そこでツナガルは、趣旨に賛同するコミュニティを選定し、キーマンにインタビューを実施。そのフィードバックをもとに、イベントを通じて提供する関係各者それぞれへのベネフィットを設計しました。

②共創オンボード:ビジョンの策定、その共有と浸透

プロジェクト関係者全員を招集したキックオフミーティングを開催。
「紡ぐマルシェを通してどういった価値変化、行動変化を作りたいか」「地域の活動に共感する、応援したくなる状態とは」といったテーマに対して意見交換をし、全体の目線合わせを行いました。

さらに、「紡ぐマルシェ」の目指すビジョンを以下2点に策定。
プロジェクト関係者が、自らの役割を明確に理解してコミットメントできるように、ビジョンの共有と浸透を丁寧に実施しました。

■「関係」を育む体験型マルシェ
人々の移動の可能性を拓き、グローバル×ローカルのつながりを持つツナガルとNEXCO西日本が共同で九州の食の魅力を提供。「人生を変える出会いづくり」を中心とした体験を提供し、食や食文化が持つ感動を共有し、コミュニティ形成を目指します。
■共創体験がつくる「熱量資源」
地域の食に関するワークショップや地域をテーマにした絵本づくりなど、「食」をきっかけに双方への交流意欲を引き出します。これを「熱量資源」として捉え、交流・支援・購買・共創といった長期的な関係性を構築します。

③プロローグ:交流や対話から互いを知る機会を提供

ツナガルでは、関係人口創出をはじめとするコミュニティ同士の繋がり形成支援において、「共感」「ギブアンドテイク」という視点を大切にしています。

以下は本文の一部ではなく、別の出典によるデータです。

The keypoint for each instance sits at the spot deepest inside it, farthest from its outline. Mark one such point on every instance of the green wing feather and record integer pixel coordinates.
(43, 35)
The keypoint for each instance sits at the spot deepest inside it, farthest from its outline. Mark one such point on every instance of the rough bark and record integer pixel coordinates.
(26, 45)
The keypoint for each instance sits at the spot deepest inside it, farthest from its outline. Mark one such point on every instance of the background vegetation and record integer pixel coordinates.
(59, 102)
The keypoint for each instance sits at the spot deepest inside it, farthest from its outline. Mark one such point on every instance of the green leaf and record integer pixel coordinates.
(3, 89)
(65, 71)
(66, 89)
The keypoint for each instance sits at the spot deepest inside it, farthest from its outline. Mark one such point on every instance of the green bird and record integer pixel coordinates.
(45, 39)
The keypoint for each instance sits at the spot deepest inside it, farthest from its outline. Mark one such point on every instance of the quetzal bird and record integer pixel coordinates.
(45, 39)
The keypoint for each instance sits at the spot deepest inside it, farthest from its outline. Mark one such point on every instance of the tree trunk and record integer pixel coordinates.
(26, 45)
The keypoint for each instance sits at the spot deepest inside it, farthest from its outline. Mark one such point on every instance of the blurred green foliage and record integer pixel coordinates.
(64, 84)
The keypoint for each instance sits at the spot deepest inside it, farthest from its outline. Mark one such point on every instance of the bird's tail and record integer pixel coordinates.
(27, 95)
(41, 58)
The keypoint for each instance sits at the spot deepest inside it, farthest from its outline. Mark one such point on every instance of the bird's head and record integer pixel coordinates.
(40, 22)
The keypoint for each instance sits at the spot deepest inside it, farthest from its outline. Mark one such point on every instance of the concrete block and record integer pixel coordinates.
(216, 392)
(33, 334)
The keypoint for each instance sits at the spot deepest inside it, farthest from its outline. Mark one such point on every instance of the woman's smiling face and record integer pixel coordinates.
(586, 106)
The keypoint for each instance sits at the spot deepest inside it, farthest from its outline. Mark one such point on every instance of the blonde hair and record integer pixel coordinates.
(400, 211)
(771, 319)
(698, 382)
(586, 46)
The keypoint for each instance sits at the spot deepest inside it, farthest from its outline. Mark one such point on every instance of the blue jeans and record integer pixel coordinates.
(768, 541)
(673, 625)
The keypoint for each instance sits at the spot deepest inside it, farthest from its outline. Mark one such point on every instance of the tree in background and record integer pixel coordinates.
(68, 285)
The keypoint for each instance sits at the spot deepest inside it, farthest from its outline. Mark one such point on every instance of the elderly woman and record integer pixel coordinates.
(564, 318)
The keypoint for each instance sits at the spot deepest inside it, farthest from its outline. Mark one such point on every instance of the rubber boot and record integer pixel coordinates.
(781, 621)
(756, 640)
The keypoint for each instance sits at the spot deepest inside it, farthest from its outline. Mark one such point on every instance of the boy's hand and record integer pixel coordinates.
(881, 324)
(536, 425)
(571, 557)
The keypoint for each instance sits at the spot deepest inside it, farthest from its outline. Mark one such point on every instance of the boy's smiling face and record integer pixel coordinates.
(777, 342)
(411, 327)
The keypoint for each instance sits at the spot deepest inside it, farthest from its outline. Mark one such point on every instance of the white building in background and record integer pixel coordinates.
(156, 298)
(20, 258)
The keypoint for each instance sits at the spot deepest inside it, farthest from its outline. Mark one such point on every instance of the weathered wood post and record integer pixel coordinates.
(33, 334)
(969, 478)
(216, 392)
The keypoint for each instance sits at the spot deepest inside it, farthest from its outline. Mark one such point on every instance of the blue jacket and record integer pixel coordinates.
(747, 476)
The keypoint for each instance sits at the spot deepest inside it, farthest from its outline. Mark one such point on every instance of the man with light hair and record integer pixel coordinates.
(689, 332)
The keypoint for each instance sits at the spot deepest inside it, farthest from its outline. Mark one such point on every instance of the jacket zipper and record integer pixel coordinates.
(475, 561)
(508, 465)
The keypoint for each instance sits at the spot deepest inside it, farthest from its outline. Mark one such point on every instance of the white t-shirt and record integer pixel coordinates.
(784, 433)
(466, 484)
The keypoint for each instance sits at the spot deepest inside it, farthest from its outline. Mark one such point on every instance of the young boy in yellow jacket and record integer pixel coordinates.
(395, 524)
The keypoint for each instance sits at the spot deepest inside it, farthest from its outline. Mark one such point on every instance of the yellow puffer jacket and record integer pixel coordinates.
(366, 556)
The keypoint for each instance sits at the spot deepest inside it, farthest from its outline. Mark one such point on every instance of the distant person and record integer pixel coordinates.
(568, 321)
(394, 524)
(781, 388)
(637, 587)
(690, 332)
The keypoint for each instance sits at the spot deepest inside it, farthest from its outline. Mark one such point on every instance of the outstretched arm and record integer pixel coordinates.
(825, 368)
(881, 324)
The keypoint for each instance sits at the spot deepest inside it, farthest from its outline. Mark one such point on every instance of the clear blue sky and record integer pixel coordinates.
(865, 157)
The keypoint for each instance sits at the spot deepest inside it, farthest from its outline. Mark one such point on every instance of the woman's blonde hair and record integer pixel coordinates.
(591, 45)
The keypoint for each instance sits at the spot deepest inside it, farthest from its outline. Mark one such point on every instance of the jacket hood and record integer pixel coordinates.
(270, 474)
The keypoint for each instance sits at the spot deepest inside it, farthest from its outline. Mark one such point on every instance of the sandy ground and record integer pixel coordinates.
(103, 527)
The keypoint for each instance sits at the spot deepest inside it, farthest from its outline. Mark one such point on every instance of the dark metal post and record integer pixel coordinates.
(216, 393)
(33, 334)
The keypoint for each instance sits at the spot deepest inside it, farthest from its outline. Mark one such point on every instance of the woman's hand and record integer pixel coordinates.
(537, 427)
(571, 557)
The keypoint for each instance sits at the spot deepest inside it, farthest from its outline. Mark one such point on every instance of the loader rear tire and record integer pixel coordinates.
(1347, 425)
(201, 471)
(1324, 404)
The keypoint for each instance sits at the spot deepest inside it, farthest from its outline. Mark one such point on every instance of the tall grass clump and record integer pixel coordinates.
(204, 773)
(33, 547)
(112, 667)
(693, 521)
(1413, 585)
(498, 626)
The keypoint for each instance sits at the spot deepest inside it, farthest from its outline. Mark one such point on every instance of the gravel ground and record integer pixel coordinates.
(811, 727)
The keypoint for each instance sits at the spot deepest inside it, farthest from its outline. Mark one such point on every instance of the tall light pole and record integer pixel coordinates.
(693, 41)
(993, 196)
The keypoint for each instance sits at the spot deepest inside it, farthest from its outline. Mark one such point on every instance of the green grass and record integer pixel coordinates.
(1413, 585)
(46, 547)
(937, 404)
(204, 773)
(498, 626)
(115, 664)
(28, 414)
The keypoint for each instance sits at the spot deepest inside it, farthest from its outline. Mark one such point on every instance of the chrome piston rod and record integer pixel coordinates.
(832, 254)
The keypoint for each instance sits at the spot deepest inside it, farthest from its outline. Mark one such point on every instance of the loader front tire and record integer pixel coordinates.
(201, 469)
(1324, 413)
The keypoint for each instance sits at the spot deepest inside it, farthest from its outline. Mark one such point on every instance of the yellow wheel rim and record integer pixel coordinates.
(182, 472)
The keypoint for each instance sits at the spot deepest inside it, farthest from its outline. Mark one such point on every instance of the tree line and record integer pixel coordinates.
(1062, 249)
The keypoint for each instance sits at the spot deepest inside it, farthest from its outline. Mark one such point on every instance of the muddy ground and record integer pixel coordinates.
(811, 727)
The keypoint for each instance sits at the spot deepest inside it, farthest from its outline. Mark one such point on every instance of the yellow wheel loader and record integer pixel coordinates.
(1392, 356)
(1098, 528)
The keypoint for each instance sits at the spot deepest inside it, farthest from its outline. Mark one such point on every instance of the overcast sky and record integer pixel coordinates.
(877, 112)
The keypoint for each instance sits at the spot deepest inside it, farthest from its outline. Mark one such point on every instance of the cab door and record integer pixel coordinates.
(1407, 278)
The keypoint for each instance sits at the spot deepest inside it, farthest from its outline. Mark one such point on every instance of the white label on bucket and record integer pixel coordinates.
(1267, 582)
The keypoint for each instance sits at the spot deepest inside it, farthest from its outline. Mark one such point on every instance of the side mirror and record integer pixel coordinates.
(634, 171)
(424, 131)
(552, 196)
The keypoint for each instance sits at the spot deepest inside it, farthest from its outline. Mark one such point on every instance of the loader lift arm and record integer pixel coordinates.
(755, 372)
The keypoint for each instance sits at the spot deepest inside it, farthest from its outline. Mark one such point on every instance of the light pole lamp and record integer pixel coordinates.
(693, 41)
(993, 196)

互いのパーソナリティーや活動背景を知ることは、共通点に気づくきっかけとなり、相手への関心を高めます。

また、対等な関係性は、相手を知ることから生まれると考え、複数回の交流の場を設け、現地訪問や交流イベントを実施。
互いを知る機会を提供し、持続的な交流における内発的動機づけを与えました。

④コミュニティ形成:役割を定義し相関関係を整理

プロローグで引き出したそれぞれの役割やニーズを根拠に、ステークホルダーマップを作成してプレイヤーの相関関係を可視化しました。

また、各ステークホルダー間の利害関係の仮説を立て、「誰と誰に関係性を作れば目指す成果に結びつくか」を整理し、相関関係を再定義しました。

➄祭りとしてのマルシェ:コミュニケーションプラットフォームの導入でイベント出店者・一般来場者間の交流を促進

本イベントでは、ツナガルが新規開発したプロダクト「関係マイレージ」を導入しました。

「関係マイレージ」は、マルシェなどのイベントにおける出店者・一般来場者間の関係性構築を可視化し継続性を高めることを意図したツールで、
「出店者一覧」の画面から、出店者のプロフィールやSNS、活動の背景などのメッセージが閲覧できます。

こうしたコミュニケーションプラットフォームの活用で、出店者と一般来場者のあいだに会話が生まれるきっかけの創出や、イベント以後の交流が促進されることを狙います。

⑥コミュニティ活動の継続:取り組みの自走化

イベント開催翌月の2023年11月には、第2弾となる「紡ぐマルシェvol.2〜別府編〜」が実施されました。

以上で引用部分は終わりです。